C’est le sens profond que le chef de l’État a tenu à donner cette année à son message annuel à l’occasion de la journée du Chahid. « Il n’est point exagéré de dire que la volonté qui a animé nos valeureux soldats dans la grande bataille de In Amenas contre les forces du mal et de la destruction est l’illustration du legs hérité des Chouhada », a-t-il souligné. « Les héros de la bataille d’In Amenas ont prouvé par leur efficacité, leur précision et leur professionnalisme qu’ils sont les successeurs incontestés et incontestables de nos valeureux Chouhadas et que l’Armée nationale populaire (ANP) est bien la digne héritière de l’Armée de libération nationale (ALN), ainsi que le porte-étendard de la victoire et du triomphe dans toutes les batailles dans lesquelles s’engage la nation pour protéger sa sécurité, sa stabilité et sa souveraineté », a ajouté le chef de l’État, qui s’est exprimé en sa qualité de ministre de la Défense et de commandant suprême des forces armées.

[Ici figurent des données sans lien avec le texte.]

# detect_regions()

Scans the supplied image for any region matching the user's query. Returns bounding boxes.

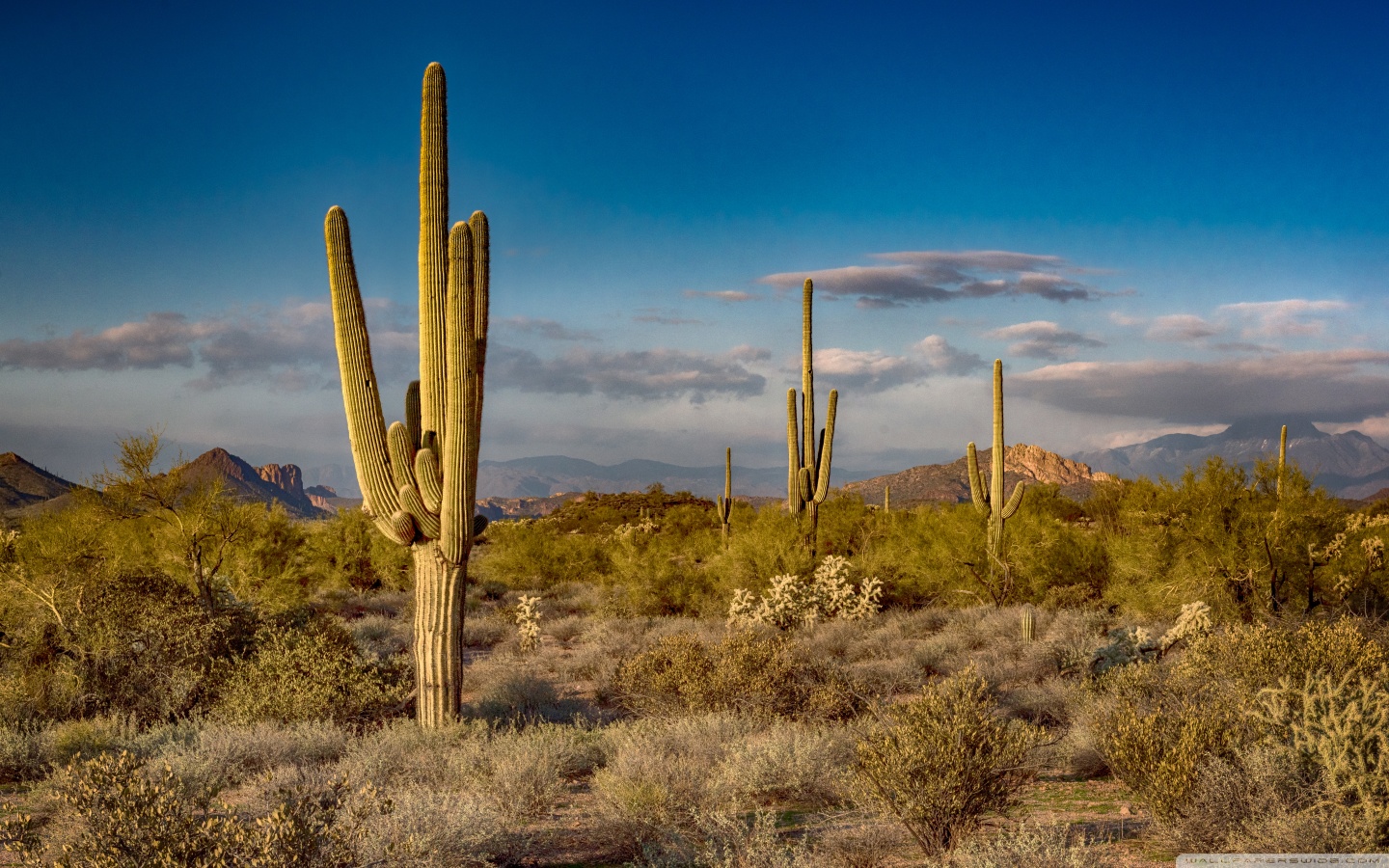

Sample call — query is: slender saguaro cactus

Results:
[966,359,1026,572]
[786,278,839,553]
[717,446,733,549]
[324,64,489,726]
[1273,425,1288,500]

Celles-ci n’ont pas ménagé leurs efforts ces dernières années pour traquer et anéantir les groupes terroristes. Elles ont payé un lourd tribut à cette lutte implacable qui les a conduits à ratisser chaque coin et recoin du pays où des terroristes pouvaient se réfugier. Elles ont ainsi rendu possible et efficace la politique de réconciliation nationale fondée sur le pardon des repentis sincères qui ont décidé de répudier la violence, et l’extrême fermeté allant jusqu’au châtiment suprême à l’égard des récidivistes.
L’armée est aussi en première ligne pour la défense des frontières. Cette mission est déjà difficile en temps normal du fait du nombre et de la longueur de ces frontières qui s’étendent sur plusieurs milliers de kilomètres dans des milieux difficiles, désertiques et arides au sud, montagneux au nord. Elle s’est encore compliquée ces derniers mois par l’apparition de menaces générées par les mal nommés « printemps arabes », notamment dans les deux pays voisins, la Libye et la Tunisie. La guerre du Mali, conséquence immédiate de l’effondrement de l’État libyen et de la dispersion à grande échelle des arsenaux de guerre du colonel Kadhafi, n’en est qu’à ses débuts.

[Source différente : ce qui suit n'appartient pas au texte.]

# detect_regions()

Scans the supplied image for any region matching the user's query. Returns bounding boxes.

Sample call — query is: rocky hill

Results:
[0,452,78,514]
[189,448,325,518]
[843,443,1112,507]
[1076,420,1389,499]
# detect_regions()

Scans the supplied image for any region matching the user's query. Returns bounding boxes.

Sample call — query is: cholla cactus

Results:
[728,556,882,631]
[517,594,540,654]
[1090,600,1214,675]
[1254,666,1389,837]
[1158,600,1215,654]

Le président Bouteflika, qui avait mis en garde les Algériens dès 2010 contre les conséquences désastreuses sur le Maghreb et le Sahel de ces « printemps arabes » et de leurs dérives, est revenu sur le sujet en appelant ses compatriotes à faire montre du maximum de vigilance et de patriotisme pour « faire face à ces événements déplorables ». « Ces événements démontrent la gravité de ce qui se trame derrière la scène », a-t-il répété, en faisant clairement allusion à l’offensive coordonnée menée par les islamistes et leurs soutiens arabes et occidentaux contre la Syrie. Il s’est en même temps déclaré confiant que les Algériens d’aujourd’hui comme ceux d’hier sauront opposer à toute tentative de déstabilisation de leur pays « l’amour de la patrie et le nationalisme si chers à nos valeureux Chouhada ».
Les autorités algériennes ont par ailleurs voulu adresser un signal fort à la communauté internationale en décidant de célébrer cette année l’anniversaire de la nationalisation des hydrocarbures, le 24 février 1971, à In Amenas, sur les lieux de la prise d’otages. L’attaque s’était soldée par un échec total des terroristes qui, outre l’enlèvement de techniciens étrangers pour les utiliser comme monnaie d’échange, avaient programmé la destruction du site industriel. Refusant d’entrer dans leur jeu, les autorités, intransigeantes sur leur refus de tout chantage de la part du commando terroriste, avaient ordonné à l’armée de donner l’assaut après avoir vainement demandé aux assaillants de libérer les otages et de se rendre sans condition.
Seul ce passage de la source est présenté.